Marie-Anne Montchamp, Lionnel Luca et Georges Tron (Reuters, blog de Georges Tron)

« Ce qui n'a pas fonctionné, c'est la sortie de crise » ; « le RSA, c'était le programme de Mme Royal, ce n'était pas celui de Nicolas Sarkozy » ; « l'UMP n'est que le copié-collé de l'action gouvernementale »... Malgré l'injonction de François Fillon, les langues continuent de se délier : trois députés UMP réagissent sur Rue89.

Le Premier ministre l'a pourtant fait savoir mardi devant le comité de la majorité  : les esprits contrariants sont sommés de ne pas se manifester. Même si les suffrages de toute la majorité présidentielle (UMP, Nouveau Centre et alliés, 26,3%) ont été inférieurs à ceux du seul Parti socialiste (29,5%) au premier tour des élections régionales, prière de se taire :

« Nous avons encore beaucoup de sujets à régler, mais nous devons les régler ensemble. Ceux qui choisissent l'entre-deux-tours pour formuler des critiques sur l'action du gouvernement ou leur formation politique, ce ne sont pas des caractères bien trempés. »
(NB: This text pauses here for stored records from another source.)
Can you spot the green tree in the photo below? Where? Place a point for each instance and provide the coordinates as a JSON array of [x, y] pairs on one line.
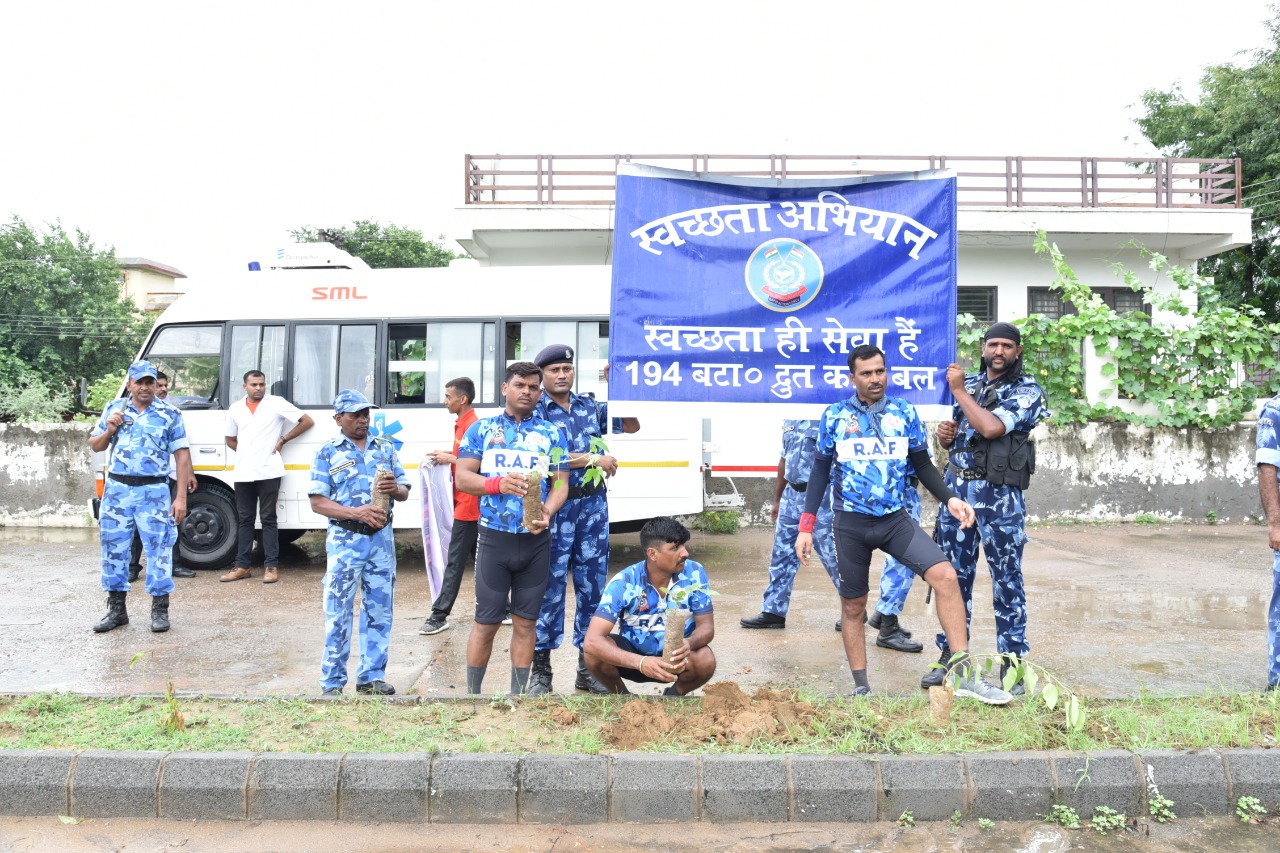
[[1235, 118], [382, 246], [62, 316]]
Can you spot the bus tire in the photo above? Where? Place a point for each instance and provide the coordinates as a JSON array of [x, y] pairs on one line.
[[209, 532]]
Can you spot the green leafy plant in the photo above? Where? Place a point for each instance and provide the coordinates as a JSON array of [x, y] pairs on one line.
[[1184, 375], [1063, 816], [1107, 820], [1161, 808], [717, 521], [1249, 808]]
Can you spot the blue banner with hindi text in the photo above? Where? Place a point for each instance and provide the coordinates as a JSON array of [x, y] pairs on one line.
[[731, 290]]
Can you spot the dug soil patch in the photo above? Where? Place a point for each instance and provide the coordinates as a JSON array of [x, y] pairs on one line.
[[726, 716]]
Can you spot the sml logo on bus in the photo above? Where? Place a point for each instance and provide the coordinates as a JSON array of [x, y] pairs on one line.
[[337, 293]]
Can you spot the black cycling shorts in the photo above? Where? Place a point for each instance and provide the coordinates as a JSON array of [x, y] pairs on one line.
[[513, 565], [896, 534]]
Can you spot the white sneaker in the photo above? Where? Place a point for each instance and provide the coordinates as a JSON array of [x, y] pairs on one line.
[[969, 684]]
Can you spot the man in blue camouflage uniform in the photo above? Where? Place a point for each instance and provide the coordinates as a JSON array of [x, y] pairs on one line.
[[632, 601], [360, 544], [1269, 488], [512, 560], [799, 439], [869, 443], [142, 433], [580, 533], [996, 406]]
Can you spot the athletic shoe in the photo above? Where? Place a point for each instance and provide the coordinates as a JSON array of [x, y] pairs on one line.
[[434, 626], [969, 684]]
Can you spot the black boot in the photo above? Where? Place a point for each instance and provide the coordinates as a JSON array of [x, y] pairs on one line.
[[115, 612], [160, 614], [585, 680], [540, 674], [892, 637]]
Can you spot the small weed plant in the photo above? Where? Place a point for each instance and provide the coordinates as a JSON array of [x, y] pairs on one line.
[[1249, 808], [1064, 816], [1107, 820]]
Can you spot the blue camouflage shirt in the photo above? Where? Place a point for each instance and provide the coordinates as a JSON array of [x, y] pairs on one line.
[[1018, 404], [868, 446], [146, 439], [638, 609], [585, 419], [1269, 434], [344, 474], [799, 442], [504, 446]]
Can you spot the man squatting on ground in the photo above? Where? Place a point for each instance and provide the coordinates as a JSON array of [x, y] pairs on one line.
[[991, 464], [136, 551], [511, 560], [1269, 488], [360, 544], [632, 601], [257, 428], [869, 439], [142, 433], [580, 532], [458, 396]]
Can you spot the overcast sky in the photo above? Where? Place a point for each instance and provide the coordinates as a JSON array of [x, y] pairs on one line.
[[199, 133]]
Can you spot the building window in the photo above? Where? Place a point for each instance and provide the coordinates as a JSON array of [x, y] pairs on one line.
[[978, 301]]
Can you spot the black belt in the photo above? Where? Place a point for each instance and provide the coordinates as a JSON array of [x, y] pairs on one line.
[[965, 473], [584, 491], [128, 479], [356, 527]]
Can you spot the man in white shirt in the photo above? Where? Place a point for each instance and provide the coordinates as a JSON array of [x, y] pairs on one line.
[[256, 430]]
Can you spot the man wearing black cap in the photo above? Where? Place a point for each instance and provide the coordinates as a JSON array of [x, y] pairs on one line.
[[992, 459], [580, 532]]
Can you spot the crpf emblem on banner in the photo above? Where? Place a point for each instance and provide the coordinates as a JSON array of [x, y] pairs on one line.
[[784, 274]]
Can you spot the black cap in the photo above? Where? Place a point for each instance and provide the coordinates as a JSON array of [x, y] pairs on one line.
[[554, 354], [1005, 332]]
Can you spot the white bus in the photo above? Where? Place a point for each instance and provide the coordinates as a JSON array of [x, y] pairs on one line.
[[397, 336]]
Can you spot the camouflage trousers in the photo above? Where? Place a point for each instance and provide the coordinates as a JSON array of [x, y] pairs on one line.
[[1000, 530], [368, 564], [580, 547], [145, 509], [784, 562], [895, 578]]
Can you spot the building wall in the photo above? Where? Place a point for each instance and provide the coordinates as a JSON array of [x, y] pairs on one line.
[[1097, 471]]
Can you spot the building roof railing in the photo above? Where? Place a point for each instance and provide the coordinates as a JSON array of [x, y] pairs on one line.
[[534, 179]]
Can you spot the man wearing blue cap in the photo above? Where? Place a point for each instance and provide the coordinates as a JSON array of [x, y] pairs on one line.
[[360, 544], [141, 433], [580, 534], [992, 459]]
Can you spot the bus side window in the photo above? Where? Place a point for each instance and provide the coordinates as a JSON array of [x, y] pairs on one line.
[[423, 356], [328, 357]]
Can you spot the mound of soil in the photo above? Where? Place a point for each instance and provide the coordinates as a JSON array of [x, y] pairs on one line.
[[726, 715]]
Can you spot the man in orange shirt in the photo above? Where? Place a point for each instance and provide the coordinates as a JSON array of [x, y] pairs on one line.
[[458, 396]]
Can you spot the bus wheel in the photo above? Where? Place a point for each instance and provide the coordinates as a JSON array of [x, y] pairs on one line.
[[209, 530]]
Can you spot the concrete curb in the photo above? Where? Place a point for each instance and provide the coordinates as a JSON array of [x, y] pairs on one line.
[[626, 787]]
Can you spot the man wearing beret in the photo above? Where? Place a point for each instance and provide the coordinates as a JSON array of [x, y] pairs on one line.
[[360, 544], [580, 532], [142, 433], [992, 459]]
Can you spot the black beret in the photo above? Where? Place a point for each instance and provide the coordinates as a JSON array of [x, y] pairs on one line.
[[554, 354]]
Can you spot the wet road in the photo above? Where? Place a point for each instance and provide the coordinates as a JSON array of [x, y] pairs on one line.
[[1114, 610]]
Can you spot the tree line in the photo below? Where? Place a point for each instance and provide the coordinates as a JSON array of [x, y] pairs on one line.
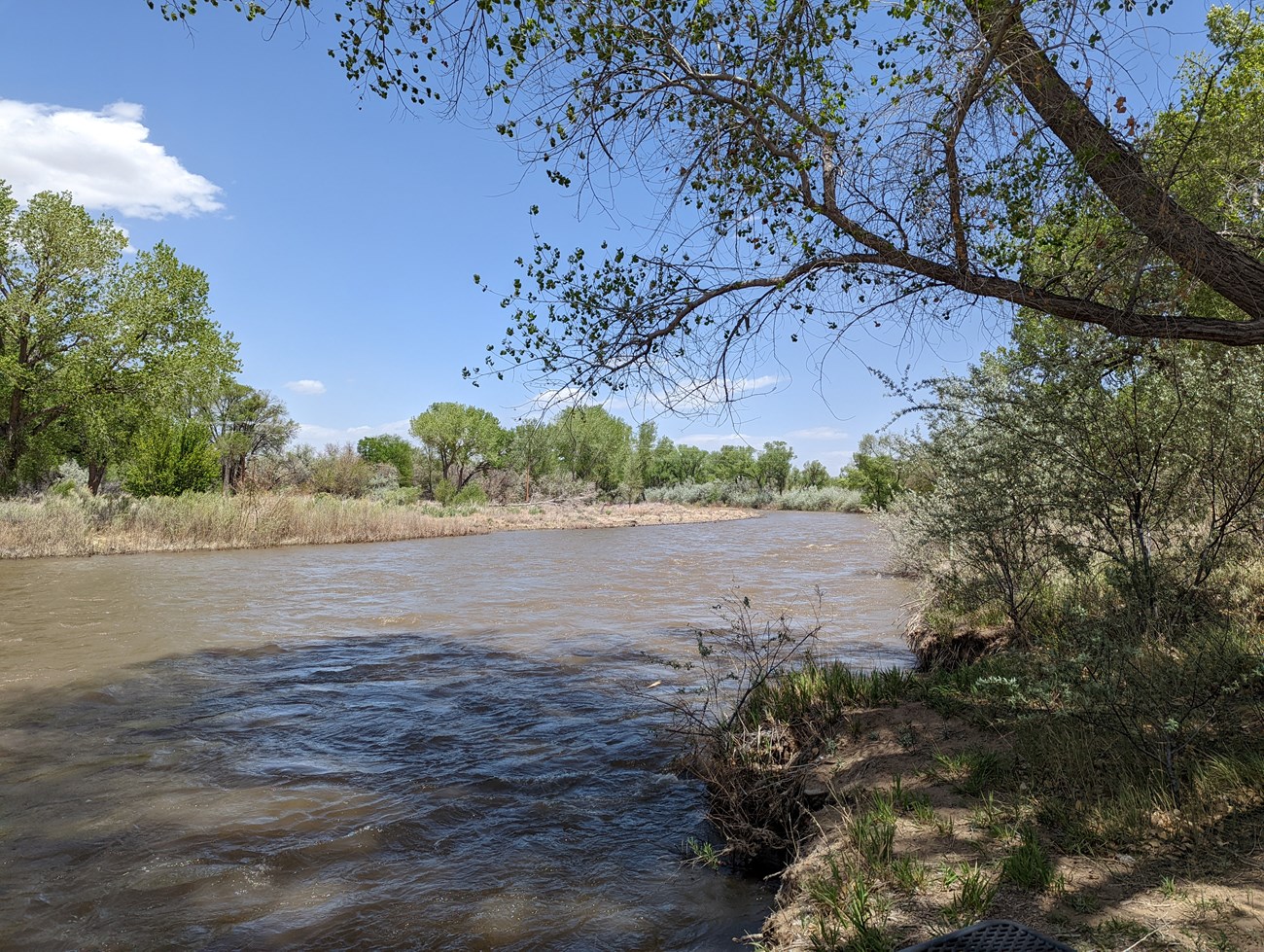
[[463, 453], [115, 366]]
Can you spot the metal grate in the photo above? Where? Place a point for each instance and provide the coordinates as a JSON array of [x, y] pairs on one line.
[[993, 935]]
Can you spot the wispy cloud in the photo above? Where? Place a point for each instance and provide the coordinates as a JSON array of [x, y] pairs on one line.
[[319, 435], [733, 439], [818, 433], [699, 396], [304, 386], [102, 157]]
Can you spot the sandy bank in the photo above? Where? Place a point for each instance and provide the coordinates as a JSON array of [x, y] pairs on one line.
[[77, 527]]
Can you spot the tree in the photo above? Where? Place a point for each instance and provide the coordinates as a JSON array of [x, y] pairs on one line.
[[466, 441], [772, 467], [875, 472], [594, 445], [835, 162], [245, 424], [388, 449], [531, 451], [814, 475], [733, 464], [1141, 464], [92, 349], [171, 456]]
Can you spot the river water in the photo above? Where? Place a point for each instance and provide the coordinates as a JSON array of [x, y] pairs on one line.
[[441, 744]]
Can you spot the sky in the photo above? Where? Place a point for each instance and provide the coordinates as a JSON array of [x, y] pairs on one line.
[[340, 236]]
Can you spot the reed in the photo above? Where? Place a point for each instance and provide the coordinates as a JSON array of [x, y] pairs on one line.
[[79, 523]]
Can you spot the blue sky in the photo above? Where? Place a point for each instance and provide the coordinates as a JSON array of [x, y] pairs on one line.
[[340, 236]]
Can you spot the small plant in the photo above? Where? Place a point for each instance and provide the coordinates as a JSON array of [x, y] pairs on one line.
[[884, 808], [987, 814], [699, 852], [873, 837], [910, 875], [862, 912], [973, 899], [1029, 864], [923, 813]]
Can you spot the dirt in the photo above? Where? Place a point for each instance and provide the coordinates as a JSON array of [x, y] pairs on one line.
[[1161, 894]]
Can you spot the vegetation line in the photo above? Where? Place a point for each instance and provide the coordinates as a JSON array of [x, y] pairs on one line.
[[89, 525]]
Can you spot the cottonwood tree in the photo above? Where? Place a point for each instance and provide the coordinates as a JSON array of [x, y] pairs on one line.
[[245, 424], [466, 441], [91, 349], [826, 163]]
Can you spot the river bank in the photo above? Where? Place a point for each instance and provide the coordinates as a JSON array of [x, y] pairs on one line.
[[79, 526], [926, 803]]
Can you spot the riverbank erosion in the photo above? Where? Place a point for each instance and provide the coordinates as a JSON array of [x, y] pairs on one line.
[[79, 526], [901, 805]]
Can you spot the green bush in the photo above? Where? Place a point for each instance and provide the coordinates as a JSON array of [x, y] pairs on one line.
[[471, 495], [173, 458]]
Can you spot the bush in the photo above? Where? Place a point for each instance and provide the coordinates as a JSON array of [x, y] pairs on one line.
[[340, 471], [471, 495], [829, 498], [173, 458]]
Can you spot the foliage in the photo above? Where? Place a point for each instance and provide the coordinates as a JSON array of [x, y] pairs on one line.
[[388, 449], [464, 441], [876, 472], [1078, 455], [594, 445], [340, 471], [772, 467], [91, 349], [245, 422], [172, 458]]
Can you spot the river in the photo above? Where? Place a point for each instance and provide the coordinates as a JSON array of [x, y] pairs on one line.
[[442, 744]]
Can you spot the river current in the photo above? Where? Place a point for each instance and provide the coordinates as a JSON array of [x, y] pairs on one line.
[[437, 745]]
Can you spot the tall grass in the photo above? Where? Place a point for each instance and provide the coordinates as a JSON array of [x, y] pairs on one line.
[[88, 526], [830, 498]]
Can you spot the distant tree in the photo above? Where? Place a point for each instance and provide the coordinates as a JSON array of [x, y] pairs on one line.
[[171, 456], [532, 451], [694, 464], [91, 346], [247, 422], [464, 441], [340, 471], [875, 472], [814, 475], [772, 467], [594, 445], [733, 464], [388, 449]]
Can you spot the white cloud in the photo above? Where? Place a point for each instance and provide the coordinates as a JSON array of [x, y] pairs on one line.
[[104, 159], [818, 433], [700, 396], [304, 387], [319, 435]]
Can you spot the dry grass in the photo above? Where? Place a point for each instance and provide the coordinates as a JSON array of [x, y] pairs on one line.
[[959, 847], [89, 526]]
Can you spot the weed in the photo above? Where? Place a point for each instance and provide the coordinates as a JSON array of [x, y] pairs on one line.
[[863, 912], [873, 837], [973, 899], [910, 875], [1029, 864], [699, 852], [923, 812]]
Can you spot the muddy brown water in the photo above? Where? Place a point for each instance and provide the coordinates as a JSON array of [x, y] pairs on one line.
[[411, 745]]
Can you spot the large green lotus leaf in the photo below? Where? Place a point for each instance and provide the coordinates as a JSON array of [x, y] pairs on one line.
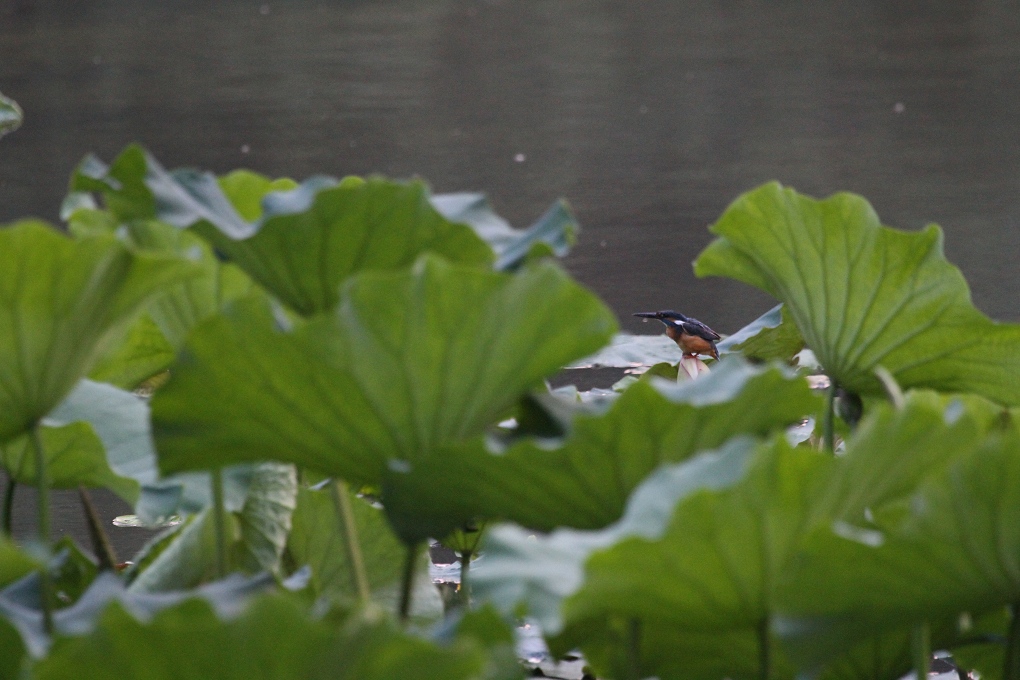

« Nicolas est entouré par des autistes ou des béni-oui-oui »

En privé, François Fillon n'en pense cependant pas moins, comme le rapporte Le Canard Enchaîné ce mercredi. Tel cet emportement dès les résultats connus dimanche soir :

« Nicolas est entouré par des autistes ou des béni-oui-oui qui le confortent dans son refus de voir la réalité. On paie plein pot les conneries de Besson. Ce n'est pas faute pourtant d'avoir tiré la sonnette d'alarme. »

Si les ministres respectent la consigne à la lettre (dix-neuf d'entre eux sont d'ailleurs également candidats aux régionales), ce n'est pas le cas de tous les membres de la majorité. Dès lundi, des voix discordantes se sont faites entendre.

Pour Rue89, trois députés UMP continuent d'exprimer leur refus d'être « dans le déni » de « l'échec » de la majorité au premier tour des élections régionales. Dans trois interviews, ils en expliquent les causes et livrent les clés pour y remédier.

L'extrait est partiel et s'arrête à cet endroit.